Delivering a cancer medication to a tumor is merely part of the challenge. After just a few hours of reaching the tumor, numerous therapeutics start to disperse, diluted by blood flow, expelled by pumps located in cancer cell membranes, or simply diffusing into nearby healthy tissue before they can take effect. In other words, the tumor does not retain them. This lack of retention, more than any other factor in drug development, could clarify why treatments that seem promising in laboratory settings frequently fail in clinical applications. A group at the University of California, San Francisco has invested years attempting to resolve this issue, and their most recent findings point to a rather refined solution: a molecular grappling hook that attaches physically to the cancer cell membrane and does not release its grip.
The mechanism, detailed in a paper published this week in ACS Central Science, operates by taking advantage of one of the tumor’s own biochemical peculiarities to secure drugs in position rather than allowing them to disperses.
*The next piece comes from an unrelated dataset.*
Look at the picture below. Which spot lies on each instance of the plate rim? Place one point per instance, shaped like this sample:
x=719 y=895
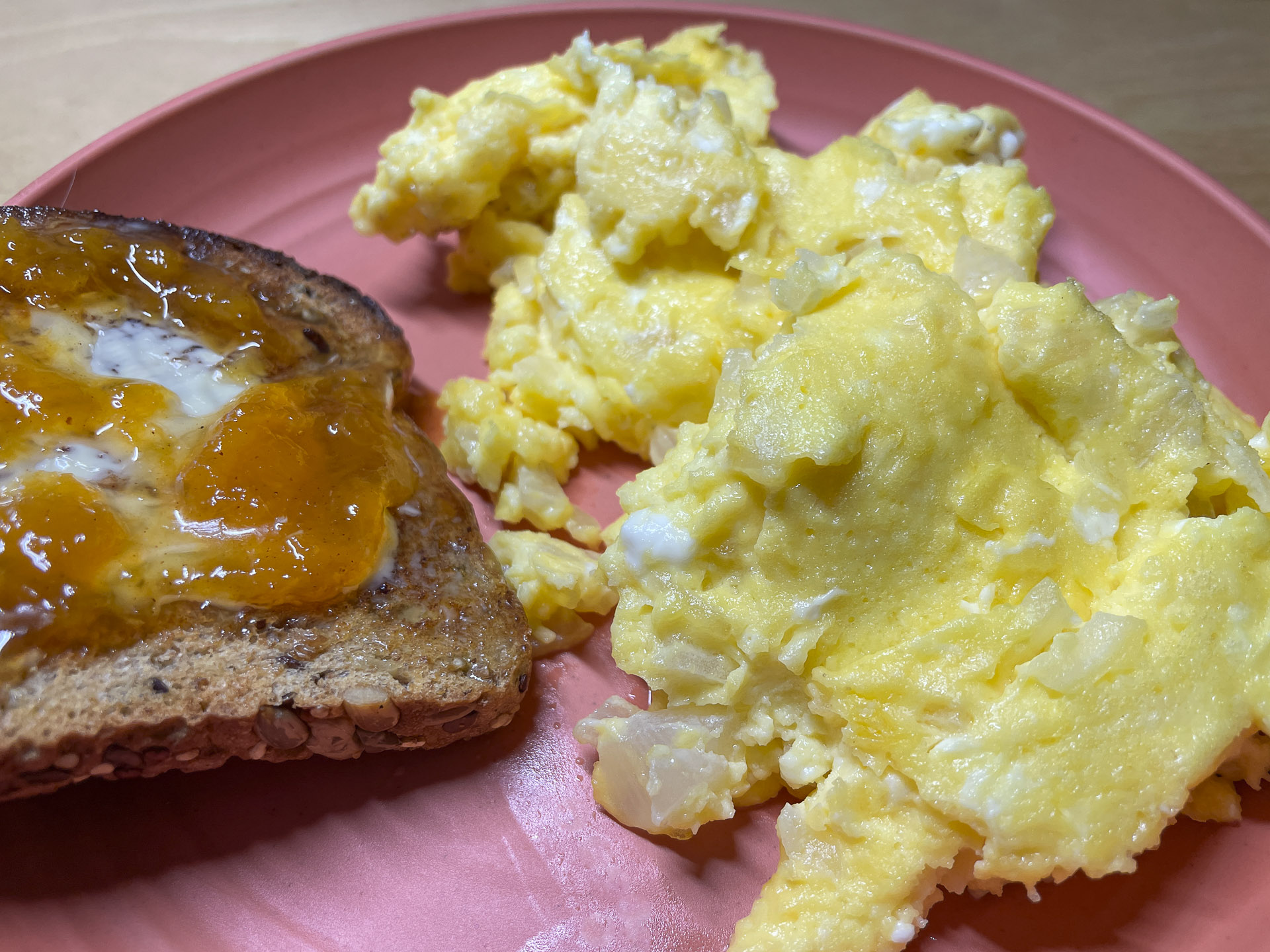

Central to this strategy is a category of engineered peptides that the researchers refer to as restricted interaction peptides, or RIPs. Each peptide is approximately 30 amino acids in length and constructed in three segments, similar to a Swiss Army knife that has been closed. The first segment, derived from an antimicrobial peptide known as Temporin L, serves an active purpose: it can assume a corkscrew-like configuration and penetrate cell membranes. The second segment functions as a masking domain that keeps the first segment tucked away and inactive, prevented from interacting with anything due to its electrical charge. Positioned between them is the crucial component: a short sequence specifically tailored to be cleaved by a protease enzyme that the tumor generates in high amounts. Keep the peptide intact, and the masking domain performs its function, keeping the entire assembly dormant. Cut it in the appropriate spot, and the membrane-binding end is released.
The relevant protease is fibroblast activation protein, or FAP. This serine protease is expressed at elevated levels by cancer-associated fibroblasts, which are supportive cells integrated within the stroma of solid tumors, present in nearly all cancer types. FAP has long been of interest as a therapeutic target, partly because of its consistent expression across types and its significant absence from normal adult tissues. Initial attempts to inhibit it pharmacologically encountered difficulties (protease redundancy indicates that inhibiting one enzyme typically yields minimal effects), but the innovative approach takes the opposite route: rather than blocking FAP, it utilizes FAP as an activator.
Engineered for Adhesion
To create the FAP-activated variant, termed FRIP, the team first needed to identify the precise amino acid sequences that FAP favors for cleavage. They evaluated 228 peptides concurrently employing a method known as multiplex substrate profiling via mass spectrometry, effectively conducting hundreds of cleavage reactions at once and monitoring the outcomes by mass. The standout was a sequence denoted HIGP-TAAY, which FAP cleaved at a rate approximately similar to, and in certain respects quicker than, collagen, which is FAP’s natural substrate in tissue.
What transpired next, when FRIP encountered a live cancer cell, was observable in real time using a confocal microscope. When fluorescently tagged FRIP was added to U-251 glioblastoma cells (chosen due to their high FAP expression), it formed a distinct ring of fluorescence around the cell membrane within approximately 10 minutes. By the 20-minute mark, the signal had migrated inward: the peptide, along with whatever it was transporting, had been entirely internalized. If FAP is blocked with an inhibitor first, the ring fails to materialize. Using a cell line with low FAP expression results in a sluggish effect. The mechanism is about as straightforward as it can get.
For the drug delivery evaluation, the group conjugated MMAE (monomethyl auristatin E), a powerful cell-killing compound widely utilized in antibody-drug conjugates. The combination proved lethal to glioblastoma cells at concentrations roughly 30 times lower than those required for the unbound drug, indicating that the membrane-tethering step was delivering significantly more payload into cells than passive diffusion could achieve on its own. Michael Evans, one of the study’s corresponding authors, has asserted that holding drugs within tumors is possibly the most neglected aspect of cancer pharmacology. The data supports his assertion.
Outsmarting the Clinic’s Benchmark
In mice with head and neck cancer tumors, FRIP loaded with MMAE effectively reduced tumor size more than the drug alone did, and without the body weight loss that led to the free-drug group being withdrawn from the study by day 8. This particular detail is significant: MMAE can be quite toxic at the doses necessary to achieve therapeutic effects systemically. Attaching it to a tumor-specific delivery system seems to considerably mitigate the collateral damage, allowing the drug to concentrate where it is most needed without causing adverse effects across the rest of the body.